Die maßgebliche Erinnerungskultur ist bis heute atombombenfreundlich

Von Peter Bürger

Behutsam formulierte der US-Psychiater Robert J. Lifton nach Bekanntwerden der jüngsten Folterpraktiken des US-Militärs: “Es mangelt in der amerikanischen Erfahrung an einer Tradition des Eingestehens von falschem Verhalten und schwerwiegenden Fehlern.” Bei dieser Diagnose wird man vor allem auch an Hiroshima und Nagasaki denken.

Seinem wichtigen Buch “Hiroshima - Geschichte und Nachgeschichte” (2005) stellt Florian Coulmas folgendes Zitat aus einem Film von Akira Kurosawa voran: “Jeder erinnert sich nur an das, was ihm angenehm ist.” Jede nationale, zumal jede imperiale Geschichtsschreibung krankt an den von Lifton beklagten Defiziten. Beim Thema Atombombe geht es nicht um eine einzelne Nation oder sogenannten “Antiamerikanismus”, sondern um die Zukunft der menschlichen Gattung. Die entsprechende US-Erinnerungskultur geht uns alle an.

Von Helden und Opfern

Hilfreich für einen zivilisatorischen Ernst der Erinnerung ist nicht die Suche nach schuldigen Individuen. Auch die Soldaten am Ende der Befehlskette sagen vor allem etwas über das Kultursystem aus, welches ihr Menschsein formt. Der direkt beteiligte Dutch van Kirk erinnerte zu Hiroshima:

“Für uns war das wie der Blitz eines Fotografen. Wir waren alle froh, dass die Bombe funktioniert hatte, denn sie hätte ja auch ein Blindgänger sein können. Dann dachten wir, dieser Krieg ist jetzt zu Ende.”

Bei der Rückkehr warteten Freibier, heiße Musik und Sonderfilmvorführung.

Oberst Paul W. Tibbets hatte die Atombombe über Hiroshima ausgeklinkt. Er wurde später in einem Interview gefragt, ob er diese Beteiligung nicht bereue. Seine Antwort lautete:

“Ich habe nie bereut und mich nie geschämt, denn ich glaubte damals, dass ich meine patriotische Pflicht tat, als ich den Befehlen folgte, die man mir gab.”

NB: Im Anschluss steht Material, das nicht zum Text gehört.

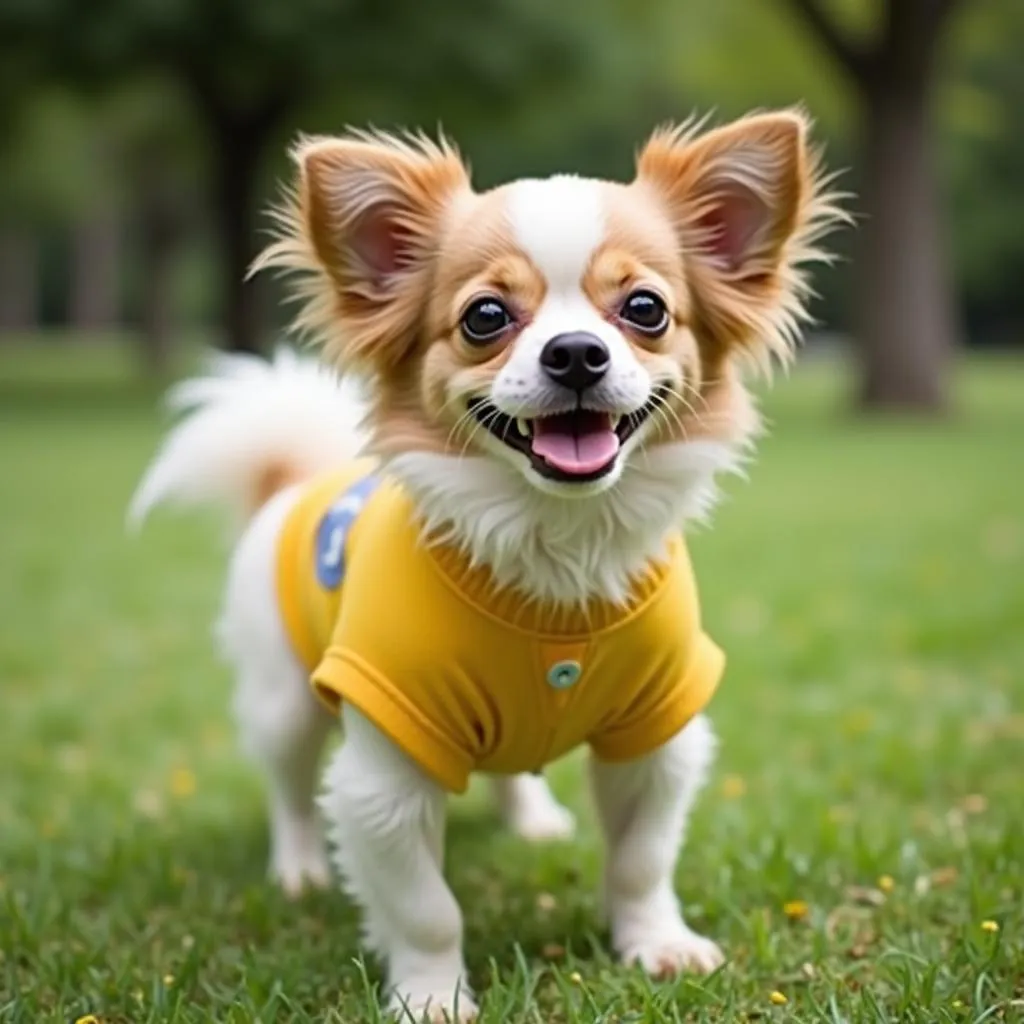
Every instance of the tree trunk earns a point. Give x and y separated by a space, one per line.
18 281
239 148
95 282
906 323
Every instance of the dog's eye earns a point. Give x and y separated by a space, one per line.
484 321
646 312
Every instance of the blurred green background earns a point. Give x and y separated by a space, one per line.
140 139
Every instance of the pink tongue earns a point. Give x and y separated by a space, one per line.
577 443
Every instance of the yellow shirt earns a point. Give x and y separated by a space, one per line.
464 676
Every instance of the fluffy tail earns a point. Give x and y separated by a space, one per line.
251 427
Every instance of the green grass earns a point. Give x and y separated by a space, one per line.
867 584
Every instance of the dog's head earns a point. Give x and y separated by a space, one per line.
566 328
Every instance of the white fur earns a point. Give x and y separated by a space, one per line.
282 724
247 415
559 550
643 806
386 818
559 223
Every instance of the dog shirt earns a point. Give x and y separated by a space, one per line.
463 675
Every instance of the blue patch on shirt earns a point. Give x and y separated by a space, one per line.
333 530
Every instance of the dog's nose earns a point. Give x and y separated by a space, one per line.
576 359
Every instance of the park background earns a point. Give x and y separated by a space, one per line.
856 853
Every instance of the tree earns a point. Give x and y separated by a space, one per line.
250 68
905 320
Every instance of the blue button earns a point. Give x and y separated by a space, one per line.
562 675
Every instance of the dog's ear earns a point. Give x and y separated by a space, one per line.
745 201
363 227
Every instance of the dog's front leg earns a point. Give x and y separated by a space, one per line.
643 806
387 823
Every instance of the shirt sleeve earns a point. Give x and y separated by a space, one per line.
664 707
384 659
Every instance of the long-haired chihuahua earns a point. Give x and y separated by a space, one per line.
461 529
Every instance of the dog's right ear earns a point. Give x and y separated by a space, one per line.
361 227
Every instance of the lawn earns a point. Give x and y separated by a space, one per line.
859 852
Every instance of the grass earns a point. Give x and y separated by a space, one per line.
862 828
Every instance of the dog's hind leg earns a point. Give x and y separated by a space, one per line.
529 808
283 726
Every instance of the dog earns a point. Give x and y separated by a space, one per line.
462 524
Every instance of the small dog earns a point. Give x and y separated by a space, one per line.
470 541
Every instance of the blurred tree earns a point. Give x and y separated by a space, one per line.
250 67
906 325
984 157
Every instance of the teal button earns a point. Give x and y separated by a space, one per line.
562 675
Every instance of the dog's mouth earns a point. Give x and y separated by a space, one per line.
574 446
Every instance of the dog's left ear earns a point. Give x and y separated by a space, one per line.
741 199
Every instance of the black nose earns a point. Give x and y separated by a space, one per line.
577 359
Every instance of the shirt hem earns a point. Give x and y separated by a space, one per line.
342 675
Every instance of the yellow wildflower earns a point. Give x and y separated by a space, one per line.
796 909
182 782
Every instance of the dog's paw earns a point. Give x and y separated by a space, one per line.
667 953
428 1000
543 821
300 864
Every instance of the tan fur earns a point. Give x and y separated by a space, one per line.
455 246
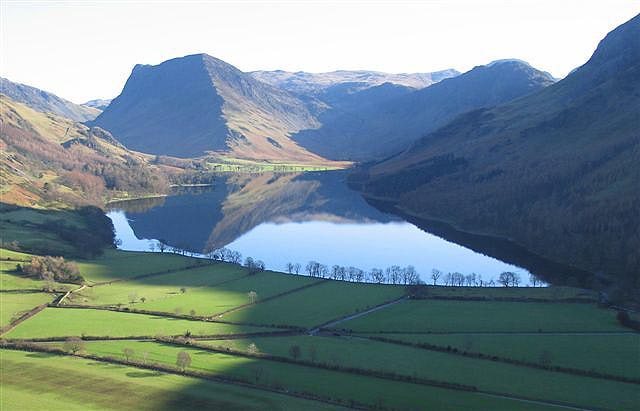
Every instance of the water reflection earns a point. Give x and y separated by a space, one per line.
281 218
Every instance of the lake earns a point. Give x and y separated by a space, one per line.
297 218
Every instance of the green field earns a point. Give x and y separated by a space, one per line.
317 305
615 354
118 265
12 305
487 375
59 322
486 316
30 380
326 383
167 283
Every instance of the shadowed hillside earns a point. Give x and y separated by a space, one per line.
556 171
194 104
381 129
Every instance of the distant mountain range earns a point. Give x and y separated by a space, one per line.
46 102
371 131
557 171
100 103
317 84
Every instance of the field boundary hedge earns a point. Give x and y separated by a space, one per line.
506 360
195 374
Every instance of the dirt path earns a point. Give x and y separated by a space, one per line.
332 323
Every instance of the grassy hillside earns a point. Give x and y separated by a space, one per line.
555 171
448 351
46 102
387 121
47 160
195 104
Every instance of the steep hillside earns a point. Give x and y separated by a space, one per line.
556 171
379 130
194 104
51 160
46 102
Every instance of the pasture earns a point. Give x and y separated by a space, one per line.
60 322
486 316
30 380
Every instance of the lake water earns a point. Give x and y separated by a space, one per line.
295 218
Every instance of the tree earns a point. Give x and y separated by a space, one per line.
183 360
252 349
377 275
435 274
545 358
73 345
294 351
128 353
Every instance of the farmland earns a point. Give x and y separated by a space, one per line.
334 343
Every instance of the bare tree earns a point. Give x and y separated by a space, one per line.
73 345
133 296
435 274
377 275
253 349
128 353
183 360
294 351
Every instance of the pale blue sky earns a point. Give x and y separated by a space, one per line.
82 50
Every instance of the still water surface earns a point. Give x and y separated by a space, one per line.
294 218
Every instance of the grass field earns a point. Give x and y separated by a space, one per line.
59 322
518 330
317 305
606 353
30 380
326 383
118 265
13 305
490 316
484 374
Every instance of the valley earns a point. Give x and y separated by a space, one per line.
233 238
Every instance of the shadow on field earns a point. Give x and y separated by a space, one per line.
143 374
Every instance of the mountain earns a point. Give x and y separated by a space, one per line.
48 160
188 106
99 104
316 84
555 171
46 102
379 130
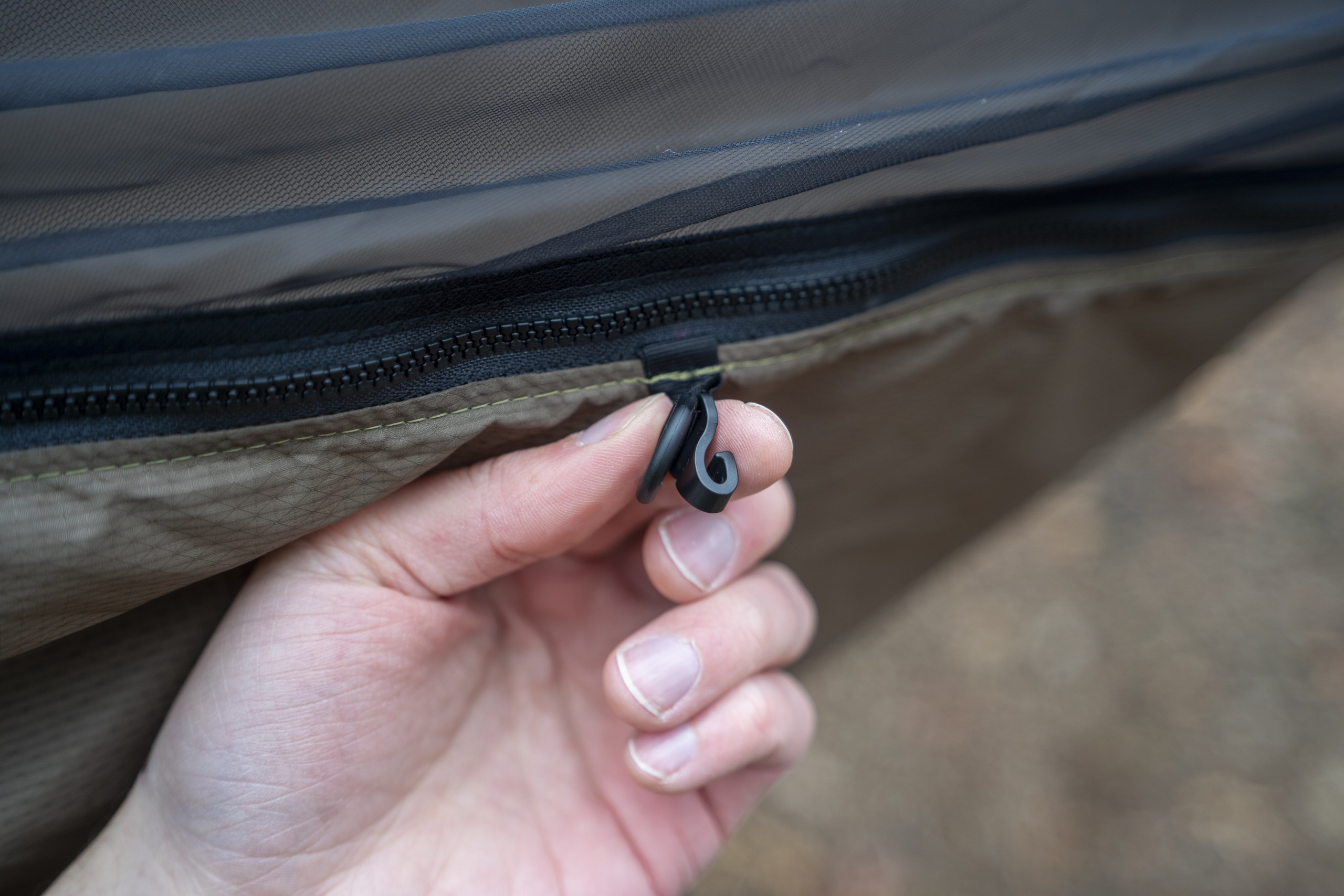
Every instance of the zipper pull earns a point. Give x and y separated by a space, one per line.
689 431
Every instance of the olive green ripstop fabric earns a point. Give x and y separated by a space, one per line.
916 426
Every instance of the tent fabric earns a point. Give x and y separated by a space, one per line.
911 434
109 525
262 167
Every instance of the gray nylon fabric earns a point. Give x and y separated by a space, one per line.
911 434
100 529
275 188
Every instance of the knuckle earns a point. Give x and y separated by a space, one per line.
792 612
756 714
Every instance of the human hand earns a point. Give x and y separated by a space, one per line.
499 680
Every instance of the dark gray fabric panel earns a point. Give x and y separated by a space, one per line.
450 160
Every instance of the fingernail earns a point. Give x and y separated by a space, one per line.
613 422
783 425
659 672
701 544
660 755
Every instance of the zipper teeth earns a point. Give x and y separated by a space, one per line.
56 404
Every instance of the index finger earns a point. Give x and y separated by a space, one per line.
454 531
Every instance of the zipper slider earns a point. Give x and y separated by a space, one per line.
689 431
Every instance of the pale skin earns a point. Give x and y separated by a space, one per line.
507 679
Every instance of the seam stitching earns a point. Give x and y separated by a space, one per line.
984 294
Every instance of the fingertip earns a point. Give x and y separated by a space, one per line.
760 442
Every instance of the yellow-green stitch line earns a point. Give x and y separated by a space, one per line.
1136 276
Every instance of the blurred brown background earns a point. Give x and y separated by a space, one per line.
1133 686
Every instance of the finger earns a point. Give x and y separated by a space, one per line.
749 431
689 554
692 655
765 723
454 531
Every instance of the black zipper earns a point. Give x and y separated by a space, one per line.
733 287
57 404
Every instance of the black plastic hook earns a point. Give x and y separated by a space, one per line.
683 448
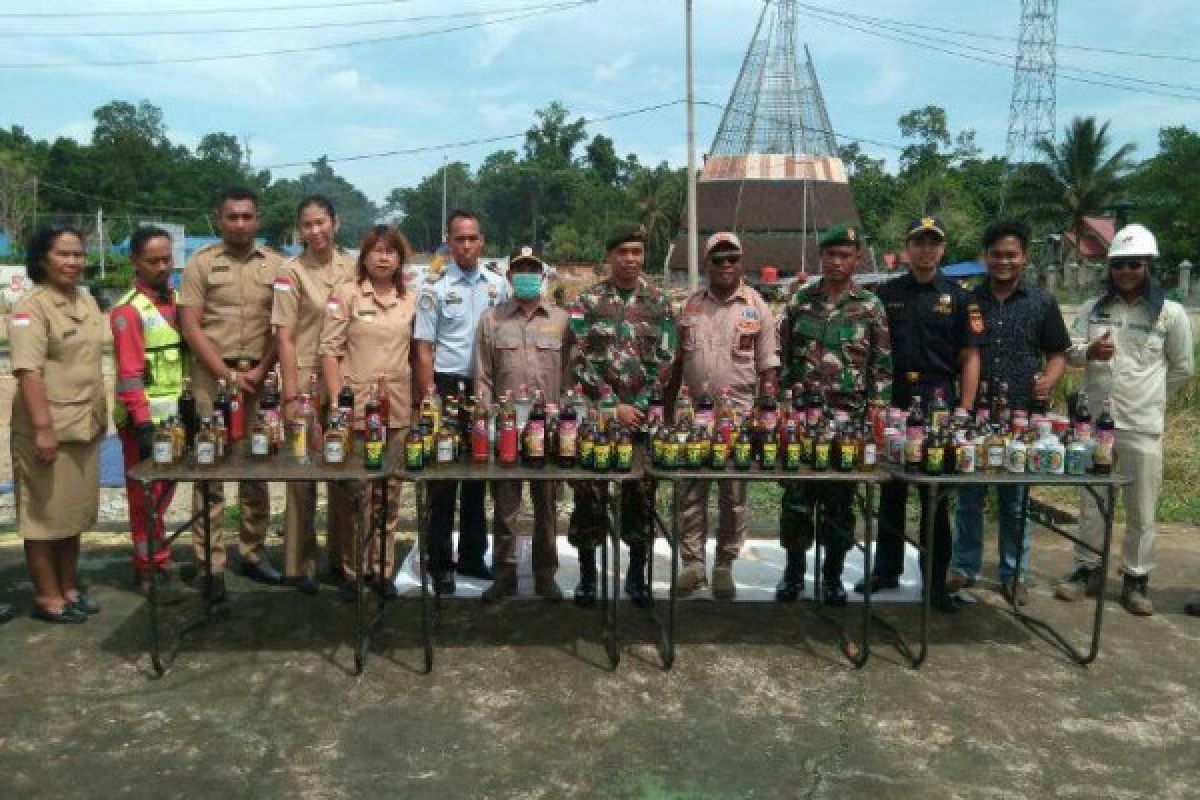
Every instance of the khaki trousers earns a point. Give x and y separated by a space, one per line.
731 521
252 495
507 499
1139 457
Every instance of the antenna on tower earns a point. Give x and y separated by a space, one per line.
1031 112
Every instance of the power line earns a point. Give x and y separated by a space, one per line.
183 12
1007 65
900 28
471 143
263 29
1085 48
313 48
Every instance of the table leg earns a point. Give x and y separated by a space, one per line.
610 635
934 495
1108 507
160 668
423 548
363 545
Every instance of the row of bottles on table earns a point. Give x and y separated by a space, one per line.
801 432
996 439
521 429
209 440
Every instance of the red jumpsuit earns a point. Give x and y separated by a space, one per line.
129 349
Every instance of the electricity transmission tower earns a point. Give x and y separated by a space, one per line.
1031 113
777 107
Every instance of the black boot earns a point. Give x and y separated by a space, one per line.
636 587
792 583
586 591
832 591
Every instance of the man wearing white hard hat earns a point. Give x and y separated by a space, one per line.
1135 347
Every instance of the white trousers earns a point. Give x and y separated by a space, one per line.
1139 456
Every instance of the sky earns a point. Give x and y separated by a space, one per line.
403 83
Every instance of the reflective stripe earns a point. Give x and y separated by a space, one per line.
127 384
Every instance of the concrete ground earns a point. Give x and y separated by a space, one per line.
760 704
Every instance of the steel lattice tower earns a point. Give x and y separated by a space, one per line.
777 107
1031 113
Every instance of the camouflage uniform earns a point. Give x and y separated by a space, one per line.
627 344
845 348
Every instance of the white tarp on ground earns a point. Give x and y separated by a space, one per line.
756 572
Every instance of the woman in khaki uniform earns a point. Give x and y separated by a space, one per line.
369 326
59 415
301 294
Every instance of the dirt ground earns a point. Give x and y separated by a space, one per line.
760 703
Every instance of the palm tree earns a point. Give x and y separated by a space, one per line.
1080 176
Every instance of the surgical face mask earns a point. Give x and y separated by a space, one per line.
527 286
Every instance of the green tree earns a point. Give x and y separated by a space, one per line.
1081 176
1165 197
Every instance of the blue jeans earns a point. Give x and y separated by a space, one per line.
1014 537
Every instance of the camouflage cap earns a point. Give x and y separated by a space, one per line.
843 233
625 234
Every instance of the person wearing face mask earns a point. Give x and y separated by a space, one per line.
727 338
301 295
150 361
521 342
1135 348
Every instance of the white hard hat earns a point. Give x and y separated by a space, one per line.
1133 241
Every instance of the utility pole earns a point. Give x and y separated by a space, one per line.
445 234
693 217
100 236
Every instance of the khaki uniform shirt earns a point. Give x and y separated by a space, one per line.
301 293
372 335
513 349
727 342
234 298
1152 359
63 341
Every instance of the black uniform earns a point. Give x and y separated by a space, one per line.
930 324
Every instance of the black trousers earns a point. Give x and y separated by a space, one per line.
889 547
443 499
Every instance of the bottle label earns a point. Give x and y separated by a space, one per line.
601 456
625 456
720 455
163 452
870 455
569 439
821 456
769 455
372 453
535 440
792 456
508 445
414 455
995 456
846 453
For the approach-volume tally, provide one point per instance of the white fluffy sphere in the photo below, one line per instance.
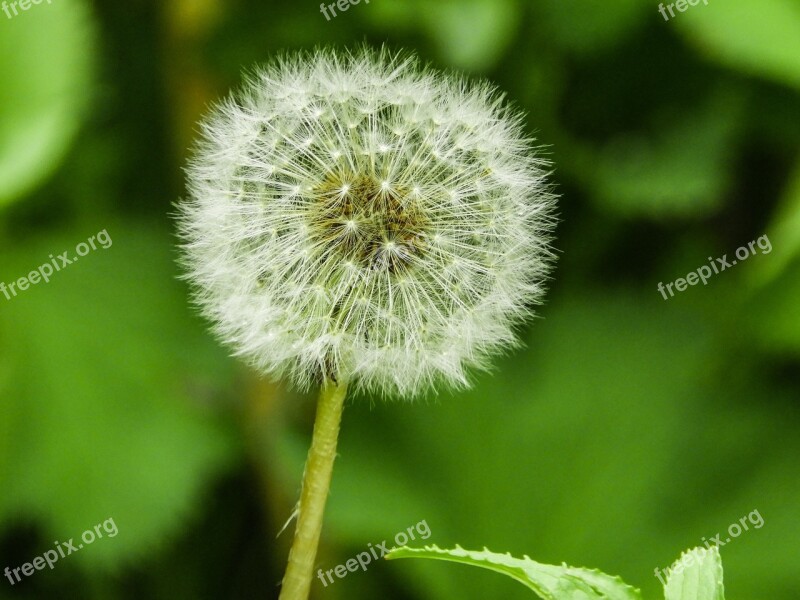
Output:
(357, 216)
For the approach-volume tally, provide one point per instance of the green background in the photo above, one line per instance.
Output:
(628, 429)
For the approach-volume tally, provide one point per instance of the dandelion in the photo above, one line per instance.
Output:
(358, 220)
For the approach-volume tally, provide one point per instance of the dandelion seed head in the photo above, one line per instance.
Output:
(358, 215)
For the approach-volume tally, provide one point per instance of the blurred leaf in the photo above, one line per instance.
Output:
(783, 233)
(762, 39)
(548, 581)
(681, 170)
(46, 64)
(468, 34)
(587, 26)
(108, 411)
(696, 575)
(471, 34)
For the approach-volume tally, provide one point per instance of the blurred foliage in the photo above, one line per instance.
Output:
(46, 61)
(629, 427)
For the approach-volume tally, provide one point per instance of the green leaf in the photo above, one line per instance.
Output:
(696, 575)
(107, 404)
(46, 67)
(549, 581)
(468, 34)
(638, 174)
(601, 25)
(762, 40)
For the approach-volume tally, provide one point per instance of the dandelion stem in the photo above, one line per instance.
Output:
(314, 492)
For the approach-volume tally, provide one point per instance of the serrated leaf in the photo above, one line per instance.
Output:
(550, 582)
(696, 575)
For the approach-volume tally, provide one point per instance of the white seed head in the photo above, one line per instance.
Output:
(358, 216)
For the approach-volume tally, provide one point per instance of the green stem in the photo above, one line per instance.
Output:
(314, 492)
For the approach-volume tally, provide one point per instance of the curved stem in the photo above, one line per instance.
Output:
(314, 492)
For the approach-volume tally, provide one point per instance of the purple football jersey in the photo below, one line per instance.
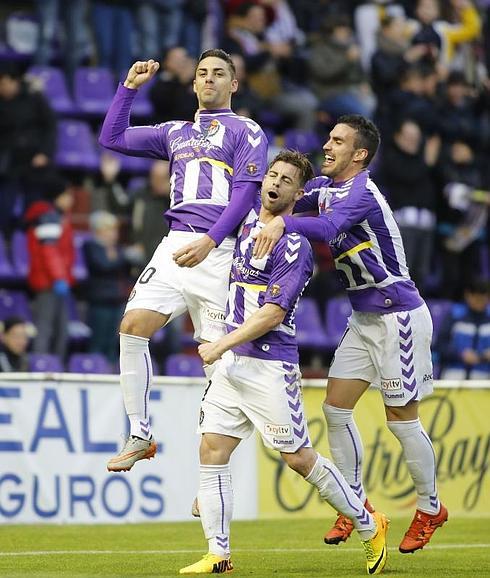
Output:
(358, 224)
(280, 279)
(206, 157)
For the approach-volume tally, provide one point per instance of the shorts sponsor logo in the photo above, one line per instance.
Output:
(289, 442)
(275, 290)
(391, 384)
(214, 315)
(281, 431)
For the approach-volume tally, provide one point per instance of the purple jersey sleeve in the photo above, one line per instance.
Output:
(310, 200)
(346, 209)
(117, 135)
(291, 270)
(243, 199)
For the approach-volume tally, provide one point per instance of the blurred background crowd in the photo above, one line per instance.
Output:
(78, 223)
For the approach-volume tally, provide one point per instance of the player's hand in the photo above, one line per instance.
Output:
(141, 71)
(194, 253)
(210, 352)
(268, 237)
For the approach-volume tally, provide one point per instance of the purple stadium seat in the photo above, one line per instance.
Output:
(54, 86)
(7, 272)
(309, 327)
(93, 90)
(45, 362)
(303, 141)
(76, 147)
(20, 254)
(337, 311)
(14, 303)
(88, 363)
(182, 364)
(79, 267)
(78, 331)
(439, 309)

Das Spielfilm-Porträt Above And Beyond (USA 1952) über diesen B-29-Bombardierer wurde entsprechend als “patriotischer Tribut an die Bombenschützen” verstanden und löste “moralische” Skrupel durch ideelle Rechtfertigungen. Hiroshima ist eine Episode in der Biographie eines vorbildlichen Militärs.

Der gefeierte US-Major Charles Sweeny, bei den Flügen über Hiroshima und Nagasaki beteiligt, versuchte noch 1995 im deutschen Fernsehen seinen inneren Frieden zu demonstrieren und beantwortete eine kritische Rückfrage mit spürbarer Verärgerung:

“Ich bin Soldat, Befehl ist Befehl, ich habe gemacht, was ich tun musste. Jeder andere Soldat der Welt würde so handeln.”

Sweeny war wohl mit der Erwartung zum Interview gekommen, ähnlich wie in den USA als Held behandelt zu werden.

Um nach hunderttausendfachen Toten Sichtweisen dieser Art aufrecht erhalten zu können, muss abgespalten werden, was man in Wirklichkeit weiß. Die Folgen sind unbestimmte, zerstörerische Schuldgefühle im Untergrund. Nach außen wurde von allen Beteiligten erwartet, dass sie der offiziellen Lesart des Atombombeneinsatzes folgten und sich selbst entsprechend präsentierten. Das scheint bei vielen funktioniert zu haben.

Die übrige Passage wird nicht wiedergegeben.